Fußball-Bundesliga - Die Eintracht siegt 2:1 in Wolfsburg
Eintracht Frankfurt gewinnt 2:1 in Wolfsburg. Damit holen sie drei wichtige Punkte im Kampf um die internationalen Tabellenplätze. Für die Wolfsburger wird der Gang in die Zweite Liga immer wahrscheinlicher.
Vor 26.132 Zuschauern in der Volkswagen Arena erzielten Oscar Höjlund (21. Minute) und Arnaud Kalimuendo (32.) die Treffer für die Hessen, die mit dem ersten Auswärtssieg unter Trainer Albert Riera ihre Ambitionen auf einen Europapokalplatz untermauerten. Das 1:2 durch den eingewechselten Dzenan Pejcinovic (90.+7) kam für die Gastgeber zu spät.

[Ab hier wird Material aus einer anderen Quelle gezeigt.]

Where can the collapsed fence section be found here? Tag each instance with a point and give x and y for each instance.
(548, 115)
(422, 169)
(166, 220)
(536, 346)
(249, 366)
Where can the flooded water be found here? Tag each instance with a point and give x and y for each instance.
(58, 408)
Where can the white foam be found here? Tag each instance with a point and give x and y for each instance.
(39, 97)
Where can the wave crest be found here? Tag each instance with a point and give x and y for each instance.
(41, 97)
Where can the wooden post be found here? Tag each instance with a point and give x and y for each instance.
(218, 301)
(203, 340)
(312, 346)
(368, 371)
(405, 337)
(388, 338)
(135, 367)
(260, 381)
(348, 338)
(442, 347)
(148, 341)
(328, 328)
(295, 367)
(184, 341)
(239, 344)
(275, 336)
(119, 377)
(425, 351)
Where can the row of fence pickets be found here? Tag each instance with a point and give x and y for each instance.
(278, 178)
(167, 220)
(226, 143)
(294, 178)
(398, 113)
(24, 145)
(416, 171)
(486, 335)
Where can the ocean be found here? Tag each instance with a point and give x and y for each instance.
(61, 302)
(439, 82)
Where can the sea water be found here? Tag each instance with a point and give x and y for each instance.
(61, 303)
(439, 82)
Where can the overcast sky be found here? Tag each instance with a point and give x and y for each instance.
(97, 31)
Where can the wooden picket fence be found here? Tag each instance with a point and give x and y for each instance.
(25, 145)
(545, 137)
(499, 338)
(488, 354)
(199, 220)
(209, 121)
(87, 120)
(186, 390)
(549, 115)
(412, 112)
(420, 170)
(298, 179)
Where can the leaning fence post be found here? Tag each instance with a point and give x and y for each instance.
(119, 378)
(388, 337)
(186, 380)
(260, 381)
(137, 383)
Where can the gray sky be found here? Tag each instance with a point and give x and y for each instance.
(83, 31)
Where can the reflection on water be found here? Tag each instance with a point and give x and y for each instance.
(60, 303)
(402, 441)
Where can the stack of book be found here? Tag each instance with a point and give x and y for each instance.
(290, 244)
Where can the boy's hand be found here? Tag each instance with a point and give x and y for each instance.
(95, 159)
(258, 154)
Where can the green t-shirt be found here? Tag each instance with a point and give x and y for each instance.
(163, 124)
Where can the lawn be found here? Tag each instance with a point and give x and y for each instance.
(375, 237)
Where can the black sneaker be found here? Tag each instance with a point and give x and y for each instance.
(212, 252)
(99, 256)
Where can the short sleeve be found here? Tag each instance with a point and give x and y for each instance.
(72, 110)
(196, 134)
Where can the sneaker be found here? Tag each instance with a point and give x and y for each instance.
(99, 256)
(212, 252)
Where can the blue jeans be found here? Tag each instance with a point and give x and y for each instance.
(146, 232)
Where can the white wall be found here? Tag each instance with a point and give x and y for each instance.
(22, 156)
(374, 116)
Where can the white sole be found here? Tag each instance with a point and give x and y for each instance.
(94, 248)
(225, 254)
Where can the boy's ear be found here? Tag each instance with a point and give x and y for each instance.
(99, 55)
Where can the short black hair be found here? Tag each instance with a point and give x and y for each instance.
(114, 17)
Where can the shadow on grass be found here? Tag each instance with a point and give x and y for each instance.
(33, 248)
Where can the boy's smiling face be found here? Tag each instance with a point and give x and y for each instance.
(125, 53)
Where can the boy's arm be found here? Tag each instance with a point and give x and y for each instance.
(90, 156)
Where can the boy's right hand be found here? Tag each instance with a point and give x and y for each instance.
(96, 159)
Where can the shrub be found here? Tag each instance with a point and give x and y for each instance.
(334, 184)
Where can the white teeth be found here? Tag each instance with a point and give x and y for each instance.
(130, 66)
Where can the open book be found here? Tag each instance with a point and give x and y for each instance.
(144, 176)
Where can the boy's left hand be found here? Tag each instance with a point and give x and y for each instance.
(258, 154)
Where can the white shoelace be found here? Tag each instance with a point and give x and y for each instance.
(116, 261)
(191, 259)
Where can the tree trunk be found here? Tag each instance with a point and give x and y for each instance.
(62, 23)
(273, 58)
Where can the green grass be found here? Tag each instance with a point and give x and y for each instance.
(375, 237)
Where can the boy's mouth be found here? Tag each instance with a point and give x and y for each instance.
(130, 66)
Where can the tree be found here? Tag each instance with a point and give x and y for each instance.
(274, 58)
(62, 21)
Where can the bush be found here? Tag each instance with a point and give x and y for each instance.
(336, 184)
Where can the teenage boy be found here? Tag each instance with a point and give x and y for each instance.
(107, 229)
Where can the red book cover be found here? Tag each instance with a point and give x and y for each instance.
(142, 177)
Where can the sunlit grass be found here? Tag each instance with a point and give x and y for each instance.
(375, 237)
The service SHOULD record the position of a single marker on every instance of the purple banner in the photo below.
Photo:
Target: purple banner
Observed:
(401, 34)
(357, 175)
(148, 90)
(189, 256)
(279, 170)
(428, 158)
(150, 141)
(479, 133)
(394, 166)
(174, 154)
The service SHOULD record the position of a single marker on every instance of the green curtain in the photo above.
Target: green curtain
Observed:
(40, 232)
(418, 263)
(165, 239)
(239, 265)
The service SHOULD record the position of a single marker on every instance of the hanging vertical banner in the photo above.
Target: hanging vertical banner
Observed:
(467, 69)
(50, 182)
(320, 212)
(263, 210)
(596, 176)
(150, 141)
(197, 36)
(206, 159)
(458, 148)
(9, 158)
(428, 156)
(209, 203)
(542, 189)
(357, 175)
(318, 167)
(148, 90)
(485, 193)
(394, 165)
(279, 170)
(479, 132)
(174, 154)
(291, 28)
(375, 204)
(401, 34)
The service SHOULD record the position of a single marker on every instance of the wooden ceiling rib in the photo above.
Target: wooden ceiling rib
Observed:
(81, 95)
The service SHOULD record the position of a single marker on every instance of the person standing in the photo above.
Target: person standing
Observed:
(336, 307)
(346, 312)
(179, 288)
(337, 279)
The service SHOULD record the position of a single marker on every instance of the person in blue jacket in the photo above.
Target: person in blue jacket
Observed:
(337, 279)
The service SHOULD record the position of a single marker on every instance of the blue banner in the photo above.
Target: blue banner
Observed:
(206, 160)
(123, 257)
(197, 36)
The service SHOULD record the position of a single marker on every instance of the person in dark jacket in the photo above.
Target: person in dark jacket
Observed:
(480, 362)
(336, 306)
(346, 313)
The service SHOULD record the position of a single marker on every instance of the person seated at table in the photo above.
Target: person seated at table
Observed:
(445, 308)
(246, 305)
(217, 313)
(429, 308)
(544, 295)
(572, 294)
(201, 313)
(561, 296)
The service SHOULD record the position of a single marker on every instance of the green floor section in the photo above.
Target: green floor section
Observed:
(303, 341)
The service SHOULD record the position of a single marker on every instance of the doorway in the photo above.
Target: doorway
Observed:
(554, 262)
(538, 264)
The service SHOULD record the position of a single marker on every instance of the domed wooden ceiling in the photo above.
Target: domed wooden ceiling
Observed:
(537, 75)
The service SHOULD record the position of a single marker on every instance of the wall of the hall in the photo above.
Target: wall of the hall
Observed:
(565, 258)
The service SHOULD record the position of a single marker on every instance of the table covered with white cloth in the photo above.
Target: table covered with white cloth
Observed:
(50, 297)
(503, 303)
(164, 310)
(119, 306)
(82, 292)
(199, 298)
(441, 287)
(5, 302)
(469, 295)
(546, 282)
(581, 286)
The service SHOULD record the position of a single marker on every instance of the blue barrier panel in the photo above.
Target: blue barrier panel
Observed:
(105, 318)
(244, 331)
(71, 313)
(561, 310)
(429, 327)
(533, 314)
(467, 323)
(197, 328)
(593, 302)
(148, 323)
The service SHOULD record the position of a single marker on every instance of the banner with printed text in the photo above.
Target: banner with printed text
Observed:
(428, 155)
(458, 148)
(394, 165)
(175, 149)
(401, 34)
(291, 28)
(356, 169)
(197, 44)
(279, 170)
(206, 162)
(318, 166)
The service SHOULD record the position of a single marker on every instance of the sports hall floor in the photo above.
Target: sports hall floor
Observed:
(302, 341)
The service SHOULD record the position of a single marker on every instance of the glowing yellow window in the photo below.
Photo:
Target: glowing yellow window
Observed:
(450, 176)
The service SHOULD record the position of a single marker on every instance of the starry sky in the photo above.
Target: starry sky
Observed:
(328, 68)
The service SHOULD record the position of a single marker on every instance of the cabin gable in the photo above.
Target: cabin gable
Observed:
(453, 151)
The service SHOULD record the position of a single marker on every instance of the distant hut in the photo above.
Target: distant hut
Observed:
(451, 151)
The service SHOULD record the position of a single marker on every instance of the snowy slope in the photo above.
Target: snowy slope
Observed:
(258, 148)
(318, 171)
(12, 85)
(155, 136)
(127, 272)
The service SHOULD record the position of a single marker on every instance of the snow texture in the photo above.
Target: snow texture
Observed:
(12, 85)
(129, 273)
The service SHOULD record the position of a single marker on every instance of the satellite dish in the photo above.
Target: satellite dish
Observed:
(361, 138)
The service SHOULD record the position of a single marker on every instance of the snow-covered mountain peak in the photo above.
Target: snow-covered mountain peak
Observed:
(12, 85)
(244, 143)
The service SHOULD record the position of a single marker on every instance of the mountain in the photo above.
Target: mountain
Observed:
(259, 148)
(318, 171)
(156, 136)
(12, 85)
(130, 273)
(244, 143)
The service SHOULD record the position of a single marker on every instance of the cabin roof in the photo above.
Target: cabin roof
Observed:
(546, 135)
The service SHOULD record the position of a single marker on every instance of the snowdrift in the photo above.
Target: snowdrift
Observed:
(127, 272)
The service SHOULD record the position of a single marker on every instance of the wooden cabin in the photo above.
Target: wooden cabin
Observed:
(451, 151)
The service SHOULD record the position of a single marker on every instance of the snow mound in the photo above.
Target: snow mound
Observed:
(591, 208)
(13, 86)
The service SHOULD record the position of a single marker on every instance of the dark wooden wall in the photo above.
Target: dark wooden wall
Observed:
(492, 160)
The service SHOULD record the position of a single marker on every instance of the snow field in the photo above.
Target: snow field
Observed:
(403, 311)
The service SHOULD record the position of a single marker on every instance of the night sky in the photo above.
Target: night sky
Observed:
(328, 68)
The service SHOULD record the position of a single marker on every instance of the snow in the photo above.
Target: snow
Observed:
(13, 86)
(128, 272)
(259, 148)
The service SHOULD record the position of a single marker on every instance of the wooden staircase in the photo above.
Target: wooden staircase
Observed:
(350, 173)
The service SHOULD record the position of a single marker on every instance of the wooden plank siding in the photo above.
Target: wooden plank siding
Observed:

Vorerst Entspannung in Frankfurt
Zuletzt war bei der Eintracht nach enttäuschenden Auftritten gegen Köln und Mainz ebenfalls erste Unruhe aufgekommen. Auch der Spanier Riera stand in der Kritik. Der Dreier in Wolfsburg dürfte erst einmal wieder für Entspannung am Main sorgen.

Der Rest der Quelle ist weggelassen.